Kendisinin de yoksulluk çektiğini ifade eden Oğuz, "Açlık gördüm. Olmadık yerlerde yatıp, kalktım. O yüzden yoksulun halini bilirim. Gönlüm haftanın her günü bu insanlara yemek vermek ister. Ama şimdilik Cuma günü öğlen yemeklerini veriyorum." diyor.
7 çocuk babası Şeyhmus Usta, her Cuma günü ortalama 350–400 yoksulun karnını doyuruyor. Yemek için gelen yediden yetmişe çocuk, kadın, genç ve yaşlı insanlar lokantanın önünde metrelerce uzunlukta kuyruk oluşturuyor. Çalışanlar tarafından üç çeşit yemeği sefer taslarında alan vatandaşlar cadde üzerindeki işletmenin masalarında ağırlanıyor. Yer bulamayanlar ise yerde oturarak bu görevi görüyor. Adana'nın tanınmış kebapçılarından Şeyhmus Usta'nın bu örnek davranışının ilginç bir öyküsü var. Mardin'de dar gelirli bir ailenin çocuğu olarak dünyaya gelen hayırsever kebapçı geçinmek için yapmadığı iş kalmamış. İstanbul Eminönü'da balıkçıların yanında su ve simit satıp, yerlerde yatmış; kimi zaman kar ve yağmur altında kalmış. Aç kaldığı günler olmuş. Bu güç koşullarla mücadele ederken, Adana'da bir zamanlar yayın olan seyyar tablada kebapçılığa başlayan Oğuz, 14 yıl önce Cemal Gürsel Caddesi'ndeki işyerini satın alarak, meslekte ilerler. Geçmişte yaşadığı sıkıntıları unutmayan Şeyhmus Usta, 2000 yılından buyana her hafta Cuma günü ihtiyaç sahibi vatandaşlara ücretsiz yemek dağıtıyor. Reklamı sevmeyen ve bugüne kadar gazetecilerin haber talebini çoğu kez ret eden Oğuz, bu işi Allah rızası ve Peygamber Efendimiz Hz. Muhammed'in (SAV) sevgisi için yaptığını vurguluyor. Kendisinin de bugünlere gelene kadar çok garibanlık çektiğini dile getiren Şeyhmus Usta, "Hayata tutunmak için su, simit, sakız sattım. Açlık gördüm. Olmadık yerlerde yatıp, kalktım. O yüzden yoksulun halini bilirim. Bazı şeyler yaşanmadan bilinmez. Gönlüm haftanın her günü bu insanlara yemek vermek ister. Ama şimdi Cuma günü öğlen yemeklerini veriyorum."diyor.
"VERMEKLE FAKİR OLUNMAZ"
Sıraya giren vatandaşların başından ayrılmayan ve yemek kazanlarında personelini koordine eden hayırsever kebapçı, vermekle insanın fakir olmayacağını ifade ediyor. Kendi durumundaki başka lokantacıların da haftanın diğer günlerinde bu şekilde fakirlere yemek dağıtmasını isteyen Şeyhmus Usta, "O zaman aç kalanımız olmaz. Bizim buraya sokakta kâğıt toplayan çocuklardan, dilenci kadınlara evine ekmek götüremeyen babaya kadar her türlü insan geliyor. Allah garibana yardım edene yardım ediyor. Bir verirsin on alırsın."şeklinde konuşuyor.

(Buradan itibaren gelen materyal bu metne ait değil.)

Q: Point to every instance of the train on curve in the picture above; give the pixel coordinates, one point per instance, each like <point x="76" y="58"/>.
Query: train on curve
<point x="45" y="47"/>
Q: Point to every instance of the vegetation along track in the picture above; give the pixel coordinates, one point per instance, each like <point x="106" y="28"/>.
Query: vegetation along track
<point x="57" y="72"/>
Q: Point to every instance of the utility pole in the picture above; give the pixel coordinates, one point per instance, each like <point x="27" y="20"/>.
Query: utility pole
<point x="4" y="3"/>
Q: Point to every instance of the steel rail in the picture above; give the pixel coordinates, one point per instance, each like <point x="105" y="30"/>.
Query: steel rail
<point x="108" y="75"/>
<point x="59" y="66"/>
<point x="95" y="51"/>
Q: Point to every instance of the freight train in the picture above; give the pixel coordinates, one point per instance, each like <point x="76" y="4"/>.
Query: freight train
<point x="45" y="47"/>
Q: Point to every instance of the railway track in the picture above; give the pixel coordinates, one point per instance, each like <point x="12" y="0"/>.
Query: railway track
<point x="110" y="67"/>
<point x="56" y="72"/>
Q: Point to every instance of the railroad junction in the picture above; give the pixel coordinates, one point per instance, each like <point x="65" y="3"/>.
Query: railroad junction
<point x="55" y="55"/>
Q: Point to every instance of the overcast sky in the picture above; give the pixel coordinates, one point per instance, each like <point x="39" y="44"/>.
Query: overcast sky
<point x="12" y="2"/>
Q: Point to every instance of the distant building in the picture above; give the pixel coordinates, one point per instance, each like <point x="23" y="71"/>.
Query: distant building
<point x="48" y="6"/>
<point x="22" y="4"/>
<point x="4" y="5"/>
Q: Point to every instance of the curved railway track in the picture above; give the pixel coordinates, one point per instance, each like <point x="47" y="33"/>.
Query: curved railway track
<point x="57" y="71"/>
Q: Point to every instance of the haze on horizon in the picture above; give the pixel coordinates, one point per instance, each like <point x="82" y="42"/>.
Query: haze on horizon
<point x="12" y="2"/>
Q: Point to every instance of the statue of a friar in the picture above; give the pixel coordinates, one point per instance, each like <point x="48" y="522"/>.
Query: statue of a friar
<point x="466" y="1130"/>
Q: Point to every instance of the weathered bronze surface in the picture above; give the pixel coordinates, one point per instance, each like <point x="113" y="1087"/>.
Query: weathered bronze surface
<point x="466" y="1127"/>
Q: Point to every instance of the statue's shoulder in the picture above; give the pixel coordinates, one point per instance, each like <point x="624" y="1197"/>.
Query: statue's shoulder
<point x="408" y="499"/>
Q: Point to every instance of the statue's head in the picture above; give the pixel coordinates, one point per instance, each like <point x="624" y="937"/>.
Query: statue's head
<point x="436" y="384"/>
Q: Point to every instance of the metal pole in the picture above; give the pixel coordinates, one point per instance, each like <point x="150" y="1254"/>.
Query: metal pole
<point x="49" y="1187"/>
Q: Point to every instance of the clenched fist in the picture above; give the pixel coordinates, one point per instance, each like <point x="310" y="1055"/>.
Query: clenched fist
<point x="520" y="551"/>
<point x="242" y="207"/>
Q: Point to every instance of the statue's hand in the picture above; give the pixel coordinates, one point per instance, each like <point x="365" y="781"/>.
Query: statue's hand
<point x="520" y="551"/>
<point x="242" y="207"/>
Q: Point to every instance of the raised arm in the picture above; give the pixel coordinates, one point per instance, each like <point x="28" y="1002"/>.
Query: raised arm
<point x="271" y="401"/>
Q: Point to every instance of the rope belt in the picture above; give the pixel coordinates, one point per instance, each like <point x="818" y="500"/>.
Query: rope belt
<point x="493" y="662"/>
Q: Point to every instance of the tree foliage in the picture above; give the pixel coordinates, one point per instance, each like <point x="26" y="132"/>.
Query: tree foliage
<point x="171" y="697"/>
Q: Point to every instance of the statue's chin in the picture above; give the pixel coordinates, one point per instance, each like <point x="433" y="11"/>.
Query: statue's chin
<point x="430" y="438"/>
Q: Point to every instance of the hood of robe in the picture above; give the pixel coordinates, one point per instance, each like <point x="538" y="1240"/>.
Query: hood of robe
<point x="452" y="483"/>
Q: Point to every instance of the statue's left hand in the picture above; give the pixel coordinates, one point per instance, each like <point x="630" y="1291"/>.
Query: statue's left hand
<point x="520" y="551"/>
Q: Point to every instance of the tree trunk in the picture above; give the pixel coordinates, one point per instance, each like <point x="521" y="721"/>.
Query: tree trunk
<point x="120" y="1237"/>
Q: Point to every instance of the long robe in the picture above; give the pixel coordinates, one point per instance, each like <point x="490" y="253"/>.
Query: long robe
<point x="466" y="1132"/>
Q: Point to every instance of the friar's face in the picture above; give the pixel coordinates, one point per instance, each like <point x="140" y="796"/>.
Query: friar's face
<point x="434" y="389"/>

Hayır için yaptığı bu işin haberle 'reklamını yapıyor' şeklinde anlaşılmasından endişe ettiğini hatırlatan Şeyhmus Usta, Canab–ı Hak'kın olmayana vermesini diliyor ve ekliyor: "Herşey boş. Yapacağımız iyiliklerin bir anlamı var. Burada karnı doyan insanların yüzü güldüğünde veya bir dua ettiğinde bende mutlu oluyorum."
Kebapçı Şeyhmus'un Cuma yemeklerinin daimi müşterilerinden biri sokakta kağıt toplayarak geçimini sağlayan 28 yaşındaki Sadık Babayiğit. Yol kenarına kağıt arabasını park eden Babayiğit, böyle bir yardımdan dolayı Oğuz'a teşekkür ediyor. Babayiğit, bu şekildeki hayırseverlerin sayısının artmasını istiyor. 5 çocuk babası 65 yaşındaki Erdoğan Şavil de verilen ücretsiz yemekten dolayı hoşnutluğunu belirtiyor.